Waves of Villa fans gathered by the line of stewards to mock the away fans. I actually watched one kid make a Snapchat video where he filmed his V-signed fingers pointing at the fans leaving, zooming in and out repeatedly. That’s pretty sore winning in my view.
I should point out that the majority of the group were kids. Things threatened to boil over outside from both sets of fans as well but most were mature enough to let things go.
Although I’ve since learnt that a police officer had a coin thrown in his eye and a 14-year-old girl was injured with a bottle outside the ground afterwards. A very unsavoury ending.
Beyond feeling salty about the goading at the end, I felt despondent on a personal level. My uncle would have been watching the game and I was disappointed for him, particularly as Cardiff dropped down to third following Fulham’s win over Reading.
The Bluebirds’ defeat follows on from their loss to leaders Wolves where they missed two penalties in injury-time. They do have a game in hand still, so their fate is their own. But I just hope these results don’t mean they’ve bottled their season at the death. Which was actually a running theme for the night as Wrexham lost 3-0 to Ebbsfleet to add to my foul mood whilst Barcelona also crashed out of the Champions League against Roma despite holding a three goal lead. Football is crazy.
I first glimpsed Villa Park on the way to see Walsall a couple of weeks ago. I was so impressed at its scale, even from the train. And now that I’ve been inside, I’m even more impressed.
With a capacity around the 42,500 mark, it’s the 10th largest stadium in the country and has hosted numerous England games and FA Cup semi-finals in the past. I, for one, would love to see the FA Cup semi-final fixtures return to neutral venues away from Wembley. It would add more meaning to the final again and also help get more fans involved with football across the country.
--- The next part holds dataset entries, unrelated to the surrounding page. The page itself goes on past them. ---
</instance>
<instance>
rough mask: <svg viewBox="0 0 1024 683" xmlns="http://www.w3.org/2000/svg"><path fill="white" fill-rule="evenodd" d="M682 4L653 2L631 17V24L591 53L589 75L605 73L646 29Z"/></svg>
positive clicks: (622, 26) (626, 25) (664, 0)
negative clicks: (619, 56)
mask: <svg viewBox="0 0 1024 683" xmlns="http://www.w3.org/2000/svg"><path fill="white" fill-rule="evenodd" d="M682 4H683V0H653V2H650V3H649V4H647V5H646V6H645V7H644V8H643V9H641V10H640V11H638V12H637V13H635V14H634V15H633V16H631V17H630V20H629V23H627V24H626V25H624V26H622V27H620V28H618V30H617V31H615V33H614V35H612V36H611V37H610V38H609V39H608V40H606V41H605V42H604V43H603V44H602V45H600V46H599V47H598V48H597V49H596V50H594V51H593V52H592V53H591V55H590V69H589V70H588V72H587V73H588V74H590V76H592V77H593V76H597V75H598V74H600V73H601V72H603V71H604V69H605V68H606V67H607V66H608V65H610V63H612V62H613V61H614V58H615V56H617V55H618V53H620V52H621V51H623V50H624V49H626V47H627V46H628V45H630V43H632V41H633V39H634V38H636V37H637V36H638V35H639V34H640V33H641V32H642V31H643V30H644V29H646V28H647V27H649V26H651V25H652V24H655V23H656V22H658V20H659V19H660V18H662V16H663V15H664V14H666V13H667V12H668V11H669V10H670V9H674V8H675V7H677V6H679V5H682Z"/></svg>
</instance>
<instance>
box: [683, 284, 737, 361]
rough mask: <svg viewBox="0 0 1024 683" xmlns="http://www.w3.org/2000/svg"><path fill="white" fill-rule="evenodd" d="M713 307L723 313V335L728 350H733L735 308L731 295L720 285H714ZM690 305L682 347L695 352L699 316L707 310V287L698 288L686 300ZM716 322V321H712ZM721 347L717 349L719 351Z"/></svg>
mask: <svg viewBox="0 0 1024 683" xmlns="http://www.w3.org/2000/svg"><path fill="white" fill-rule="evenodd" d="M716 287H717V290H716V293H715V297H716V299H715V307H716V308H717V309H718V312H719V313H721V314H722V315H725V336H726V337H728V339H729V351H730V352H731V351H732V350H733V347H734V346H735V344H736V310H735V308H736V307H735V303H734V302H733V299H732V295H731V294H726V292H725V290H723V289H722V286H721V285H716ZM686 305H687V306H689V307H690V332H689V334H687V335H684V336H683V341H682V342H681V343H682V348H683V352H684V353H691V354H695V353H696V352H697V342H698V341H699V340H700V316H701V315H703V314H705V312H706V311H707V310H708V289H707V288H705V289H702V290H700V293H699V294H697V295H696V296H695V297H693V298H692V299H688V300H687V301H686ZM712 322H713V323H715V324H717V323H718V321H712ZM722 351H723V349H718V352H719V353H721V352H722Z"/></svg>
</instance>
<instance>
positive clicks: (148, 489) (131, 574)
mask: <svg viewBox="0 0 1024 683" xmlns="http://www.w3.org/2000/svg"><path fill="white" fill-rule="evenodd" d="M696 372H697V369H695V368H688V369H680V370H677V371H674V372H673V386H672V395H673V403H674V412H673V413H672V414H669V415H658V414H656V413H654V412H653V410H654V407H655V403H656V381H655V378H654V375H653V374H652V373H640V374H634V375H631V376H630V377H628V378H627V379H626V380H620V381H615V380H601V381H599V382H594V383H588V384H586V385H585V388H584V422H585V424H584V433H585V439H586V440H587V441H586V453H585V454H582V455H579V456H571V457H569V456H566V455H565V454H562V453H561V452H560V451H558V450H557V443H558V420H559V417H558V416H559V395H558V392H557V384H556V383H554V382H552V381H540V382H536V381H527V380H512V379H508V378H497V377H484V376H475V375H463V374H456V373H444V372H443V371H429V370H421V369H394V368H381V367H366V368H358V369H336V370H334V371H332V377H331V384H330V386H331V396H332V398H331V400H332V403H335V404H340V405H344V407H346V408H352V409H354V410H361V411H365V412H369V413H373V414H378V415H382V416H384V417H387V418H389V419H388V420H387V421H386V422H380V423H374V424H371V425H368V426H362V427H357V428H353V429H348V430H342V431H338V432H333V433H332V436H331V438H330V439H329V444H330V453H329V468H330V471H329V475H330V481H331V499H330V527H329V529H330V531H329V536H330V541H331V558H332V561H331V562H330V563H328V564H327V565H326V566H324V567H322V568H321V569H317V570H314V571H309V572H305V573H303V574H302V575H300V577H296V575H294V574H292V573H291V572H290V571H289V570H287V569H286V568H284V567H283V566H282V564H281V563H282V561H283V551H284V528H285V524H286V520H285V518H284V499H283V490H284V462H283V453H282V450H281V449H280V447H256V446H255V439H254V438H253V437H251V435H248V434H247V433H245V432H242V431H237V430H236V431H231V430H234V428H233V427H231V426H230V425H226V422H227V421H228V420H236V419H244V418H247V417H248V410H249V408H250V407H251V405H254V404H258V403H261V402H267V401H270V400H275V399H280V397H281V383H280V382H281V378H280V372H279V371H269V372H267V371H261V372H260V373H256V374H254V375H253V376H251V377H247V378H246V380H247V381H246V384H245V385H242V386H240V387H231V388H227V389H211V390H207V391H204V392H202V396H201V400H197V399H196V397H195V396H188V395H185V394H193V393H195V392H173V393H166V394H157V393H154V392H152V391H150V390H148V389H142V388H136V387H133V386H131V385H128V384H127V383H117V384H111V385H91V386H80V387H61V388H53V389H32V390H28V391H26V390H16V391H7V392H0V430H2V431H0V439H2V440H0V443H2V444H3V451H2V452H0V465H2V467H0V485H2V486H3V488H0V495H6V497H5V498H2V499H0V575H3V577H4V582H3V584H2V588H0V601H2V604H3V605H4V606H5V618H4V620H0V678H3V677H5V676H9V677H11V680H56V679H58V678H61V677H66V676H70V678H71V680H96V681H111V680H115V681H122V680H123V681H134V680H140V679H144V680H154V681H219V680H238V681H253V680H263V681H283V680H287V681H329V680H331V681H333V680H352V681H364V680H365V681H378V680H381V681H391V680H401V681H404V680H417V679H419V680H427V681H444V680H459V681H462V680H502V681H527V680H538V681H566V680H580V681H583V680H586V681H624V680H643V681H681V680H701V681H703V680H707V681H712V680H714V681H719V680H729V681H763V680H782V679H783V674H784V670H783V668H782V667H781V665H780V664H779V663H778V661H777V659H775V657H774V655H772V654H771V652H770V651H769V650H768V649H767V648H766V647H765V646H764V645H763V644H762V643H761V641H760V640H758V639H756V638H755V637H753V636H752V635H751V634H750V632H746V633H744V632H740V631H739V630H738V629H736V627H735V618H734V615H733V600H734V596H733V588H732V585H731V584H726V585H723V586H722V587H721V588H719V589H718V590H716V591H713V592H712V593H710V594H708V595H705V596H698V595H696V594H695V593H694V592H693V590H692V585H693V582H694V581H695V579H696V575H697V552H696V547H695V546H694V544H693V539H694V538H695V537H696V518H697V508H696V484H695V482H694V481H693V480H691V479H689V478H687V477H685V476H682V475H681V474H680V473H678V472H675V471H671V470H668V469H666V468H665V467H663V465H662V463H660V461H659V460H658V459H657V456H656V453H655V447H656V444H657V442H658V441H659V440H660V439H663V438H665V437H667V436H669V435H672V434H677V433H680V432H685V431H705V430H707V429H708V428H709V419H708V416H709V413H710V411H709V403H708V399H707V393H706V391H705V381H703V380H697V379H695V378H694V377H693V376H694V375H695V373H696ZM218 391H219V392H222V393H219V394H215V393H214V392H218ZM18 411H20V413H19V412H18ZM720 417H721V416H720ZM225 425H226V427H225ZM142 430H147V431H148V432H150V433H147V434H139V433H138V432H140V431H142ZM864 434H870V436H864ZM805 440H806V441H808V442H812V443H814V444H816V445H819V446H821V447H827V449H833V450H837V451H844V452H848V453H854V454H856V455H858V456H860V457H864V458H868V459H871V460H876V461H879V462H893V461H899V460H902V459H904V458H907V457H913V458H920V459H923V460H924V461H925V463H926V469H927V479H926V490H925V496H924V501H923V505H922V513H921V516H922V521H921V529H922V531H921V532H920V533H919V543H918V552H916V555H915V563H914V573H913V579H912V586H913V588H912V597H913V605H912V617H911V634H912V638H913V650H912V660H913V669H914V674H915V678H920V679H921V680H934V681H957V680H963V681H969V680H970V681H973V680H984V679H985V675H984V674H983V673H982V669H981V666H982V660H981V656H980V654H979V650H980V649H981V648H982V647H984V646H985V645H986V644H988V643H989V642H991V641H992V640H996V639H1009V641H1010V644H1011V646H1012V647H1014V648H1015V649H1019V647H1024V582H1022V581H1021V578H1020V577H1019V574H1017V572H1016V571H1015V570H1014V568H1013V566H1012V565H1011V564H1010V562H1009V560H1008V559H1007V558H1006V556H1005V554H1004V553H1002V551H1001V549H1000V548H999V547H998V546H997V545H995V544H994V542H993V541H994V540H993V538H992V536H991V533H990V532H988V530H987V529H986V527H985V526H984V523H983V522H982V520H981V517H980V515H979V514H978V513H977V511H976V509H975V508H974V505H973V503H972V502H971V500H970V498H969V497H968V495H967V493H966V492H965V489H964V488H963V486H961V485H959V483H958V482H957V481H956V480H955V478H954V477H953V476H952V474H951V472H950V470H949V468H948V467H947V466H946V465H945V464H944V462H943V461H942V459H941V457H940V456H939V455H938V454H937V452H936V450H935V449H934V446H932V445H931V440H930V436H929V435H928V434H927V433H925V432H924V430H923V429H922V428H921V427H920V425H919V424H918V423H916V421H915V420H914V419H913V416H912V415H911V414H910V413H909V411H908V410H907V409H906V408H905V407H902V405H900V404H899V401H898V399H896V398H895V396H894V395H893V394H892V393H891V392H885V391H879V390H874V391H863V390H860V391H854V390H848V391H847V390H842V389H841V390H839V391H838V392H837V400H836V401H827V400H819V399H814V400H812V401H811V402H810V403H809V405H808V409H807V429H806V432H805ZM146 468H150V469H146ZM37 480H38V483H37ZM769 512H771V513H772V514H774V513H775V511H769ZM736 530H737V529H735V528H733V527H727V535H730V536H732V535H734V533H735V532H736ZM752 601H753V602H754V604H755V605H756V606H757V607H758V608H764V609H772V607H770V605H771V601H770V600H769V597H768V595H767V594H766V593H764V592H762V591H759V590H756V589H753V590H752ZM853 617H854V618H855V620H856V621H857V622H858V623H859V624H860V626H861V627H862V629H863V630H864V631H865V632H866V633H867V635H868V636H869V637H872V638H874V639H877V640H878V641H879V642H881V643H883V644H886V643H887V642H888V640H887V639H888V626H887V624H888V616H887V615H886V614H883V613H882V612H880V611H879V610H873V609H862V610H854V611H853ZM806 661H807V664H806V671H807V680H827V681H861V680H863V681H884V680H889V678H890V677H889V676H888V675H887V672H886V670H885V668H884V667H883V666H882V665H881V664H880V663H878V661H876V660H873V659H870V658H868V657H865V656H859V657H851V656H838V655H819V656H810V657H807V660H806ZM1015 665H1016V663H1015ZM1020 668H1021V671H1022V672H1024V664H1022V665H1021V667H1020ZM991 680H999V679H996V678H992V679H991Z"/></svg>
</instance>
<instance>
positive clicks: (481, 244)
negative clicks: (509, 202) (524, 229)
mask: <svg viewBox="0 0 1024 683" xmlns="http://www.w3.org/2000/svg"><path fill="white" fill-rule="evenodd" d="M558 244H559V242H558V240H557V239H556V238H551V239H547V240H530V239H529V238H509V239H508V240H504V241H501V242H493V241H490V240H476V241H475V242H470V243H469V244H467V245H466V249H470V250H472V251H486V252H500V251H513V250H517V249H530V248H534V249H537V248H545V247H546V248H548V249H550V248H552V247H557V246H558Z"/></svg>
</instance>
The game matched the venue too. Even with the scoreline goalless, Bal commented on how much better the fixture was compared to Stoke-Watford. And despite the late ruckus we endured, I could only agree with his assessment.
It led me to think that he would have gone to another game regardless of Grealish’s late heroics. After that moment, one fan even turned to him and said he wants Bal there every week. It looks like the decision’s been made for him.